Frenesi

10:48 PM Unknown 0 Comments


Eu estava agachado atrás do carro procurando alguma cobertura enquanto ouvia os sons dos disparos e dos projeteis acertando a lataria do carro já completamente alvejado.

 - Se não revidarmos eles vão nos flanquear! - Gritei para meu companheiro, sem saber se seria ouvido em meio ao barulho.
Tive minha resposta quando vi Harry acenar com a cabeça e correr meio que serpenteando em direção a ultima coluna de concreto de uma construção qualquer, ha muito destruída, fazendo com que parte dos projeteis fossem direcionados a ele.

"Filho da puta imbecil", pensei meio que agradecendo por ter alguém tão louco do meu lado.
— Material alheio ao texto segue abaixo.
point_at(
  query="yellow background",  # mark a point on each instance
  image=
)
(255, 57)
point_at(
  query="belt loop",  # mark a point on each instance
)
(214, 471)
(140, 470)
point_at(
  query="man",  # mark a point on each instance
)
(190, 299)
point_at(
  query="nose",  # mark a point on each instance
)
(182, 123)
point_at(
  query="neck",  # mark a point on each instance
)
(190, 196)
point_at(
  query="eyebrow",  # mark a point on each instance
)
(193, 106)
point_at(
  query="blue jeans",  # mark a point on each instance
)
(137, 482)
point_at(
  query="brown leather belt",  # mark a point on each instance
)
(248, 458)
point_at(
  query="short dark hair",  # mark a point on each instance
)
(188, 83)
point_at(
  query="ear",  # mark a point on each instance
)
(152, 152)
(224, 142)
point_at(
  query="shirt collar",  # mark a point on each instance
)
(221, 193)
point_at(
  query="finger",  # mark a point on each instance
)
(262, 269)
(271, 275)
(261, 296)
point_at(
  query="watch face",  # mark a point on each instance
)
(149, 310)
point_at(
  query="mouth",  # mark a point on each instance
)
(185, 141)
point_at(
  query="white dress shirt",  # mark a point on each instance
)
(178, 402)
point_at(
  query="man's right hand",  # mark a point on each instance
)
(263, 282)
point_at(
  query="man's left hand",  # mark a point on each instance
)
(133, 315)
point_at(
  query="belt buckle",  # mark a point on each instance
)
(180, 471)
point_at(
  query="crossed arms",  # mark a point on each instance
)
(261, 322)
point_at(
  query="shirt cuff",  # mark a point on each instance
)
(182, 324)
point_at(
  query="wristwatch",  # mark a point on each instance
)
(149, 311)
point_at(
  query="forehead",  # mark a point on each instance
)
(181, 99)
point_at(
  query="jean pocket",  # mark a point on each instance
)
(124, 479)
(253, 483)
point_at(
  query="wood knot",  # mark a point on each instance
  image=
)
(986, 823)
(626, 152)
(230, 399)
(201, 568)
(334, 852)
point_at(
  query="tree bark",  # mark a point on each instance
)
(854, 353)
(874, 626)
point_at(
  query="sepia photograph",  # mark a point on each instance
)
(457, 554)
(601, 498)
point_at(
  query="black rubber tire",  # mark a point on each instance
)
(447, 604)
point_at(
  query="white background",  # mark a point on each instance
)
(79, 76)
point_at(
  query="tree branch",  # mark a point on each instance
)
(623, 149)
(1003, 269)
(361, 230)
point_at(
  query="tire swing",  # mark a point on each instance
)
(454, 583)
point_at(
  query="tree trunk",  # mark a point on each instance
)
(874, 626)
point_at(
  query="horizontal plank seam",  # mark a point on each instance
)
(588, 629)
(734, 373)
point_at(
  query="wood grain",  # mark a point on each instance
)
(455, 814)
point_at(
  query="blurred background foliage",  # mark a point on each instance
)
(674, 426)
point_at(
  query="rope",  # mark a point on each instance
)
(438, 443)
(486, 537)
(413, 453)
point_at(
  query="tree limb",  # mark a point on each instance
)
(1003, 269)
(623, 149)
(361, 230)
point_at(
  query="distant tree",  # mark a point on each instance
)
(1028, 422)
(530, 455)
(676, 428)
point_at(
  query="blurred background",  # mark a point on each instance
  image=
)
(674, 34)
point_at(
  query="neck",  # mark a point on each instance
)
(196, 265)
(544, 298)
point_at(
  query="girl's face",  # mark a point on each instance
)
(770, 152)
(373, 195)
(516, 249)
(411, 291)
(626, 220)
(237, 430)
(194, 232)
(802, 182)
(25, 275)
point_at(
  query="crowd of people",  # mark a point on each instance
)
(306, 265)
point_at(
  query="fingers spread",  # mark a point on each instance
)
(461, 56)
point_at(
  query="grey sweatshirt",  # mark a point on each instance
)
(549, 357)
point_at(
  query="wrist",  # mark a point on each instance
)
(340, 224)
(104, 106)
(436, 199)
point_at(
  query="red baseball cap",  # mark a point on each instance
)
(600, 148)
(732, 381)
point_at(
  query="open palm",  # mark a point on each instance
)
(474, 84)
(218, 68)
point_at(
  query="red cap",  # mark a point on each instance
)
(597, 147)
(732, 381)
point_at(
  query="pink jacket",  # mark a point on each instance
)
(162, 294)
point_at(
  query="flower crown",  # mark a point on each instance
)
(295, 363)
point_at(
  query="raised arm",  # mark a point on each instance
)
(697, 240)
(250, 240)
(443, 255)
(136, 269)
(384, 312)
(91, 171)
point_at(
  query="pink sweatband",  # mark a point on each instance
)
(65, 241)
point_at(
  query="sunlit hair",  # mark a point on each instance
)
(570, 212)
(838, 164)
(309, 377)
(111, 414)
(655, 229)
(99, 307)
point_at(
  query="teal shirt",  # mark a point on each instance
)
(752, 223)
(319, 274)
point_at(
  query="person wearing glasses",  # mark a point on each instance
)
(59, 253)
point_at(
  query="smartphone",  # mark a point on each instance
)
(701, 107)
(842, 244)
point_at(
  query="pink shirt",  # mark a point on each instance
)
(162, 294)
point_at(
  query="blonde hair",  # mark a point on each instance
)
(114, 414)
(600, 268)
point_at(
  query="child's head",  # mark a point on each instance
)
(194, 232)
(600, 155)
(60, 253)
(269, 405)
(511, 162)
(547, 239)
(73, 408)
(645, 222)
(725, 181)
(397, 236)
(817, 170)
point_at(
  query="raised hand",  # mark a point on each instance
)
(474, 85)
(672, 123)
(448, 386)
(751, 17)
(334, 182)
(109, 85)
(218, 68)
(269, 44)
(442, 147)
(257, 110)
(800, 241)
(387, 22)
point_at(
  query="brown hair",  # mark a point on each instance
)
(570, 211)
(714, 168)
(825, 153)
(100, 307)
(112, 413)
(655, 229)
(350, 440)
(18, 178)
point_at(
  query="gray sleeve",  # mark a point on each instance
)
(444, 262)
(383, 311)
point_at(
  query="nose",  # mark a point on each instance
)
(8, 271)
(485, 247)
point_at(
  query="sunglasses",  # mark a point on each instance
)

Imediatamente me levantei para responder aos disparos do inimigo e sorri ao ver que Harry já tinha um deles sob controle, preso atrás de uma pilha de entulho sob a chuva de tiros comandada por Harry.

Então algo se espatifou ao meu lado e vi que estava sendo alvejado novamente por outro dos meus inimigos e me joguei imediatamente de volta ao chão.
Meu movimento brusco deve ter dado ao meu adversário a ilusão de ter me acertado, pois por baixo do carro pude ver pés se aproximando.
Arrastei-me para debaixo do carro e aguardei a aproximação do inimigo, se eu desse sorte conseguiria pegá-lo desprevenido quando chegasse à lateral do carro. Vi que conforme se aproximava, o homem andava mais calmamente e tal atitude fez com que eu me preocupasse com Harry. Quando o maldito se aproximou o suficiente eu me arrastei da forma mais rápida e silenciosa que pude para fora da cobertura do carro. Não fui exatamente bem sucedido, pois ele acabou me vendo sair debaixo do carro, mas o fato de tê-lo pego de surpresa me ajudou, e aproveitando-me desse fato eu consegui chutar o joelho dele com força suficiente para desequilibra-lo e fazê-lo cair sobre os joelhos, e então num movimento rápido eu já estava de pé chutando-o mais uma vez, dessa vez na mão para desarma-lo, quando ele soltou a arma eu puxei a minha e apontei para a cabeça dele.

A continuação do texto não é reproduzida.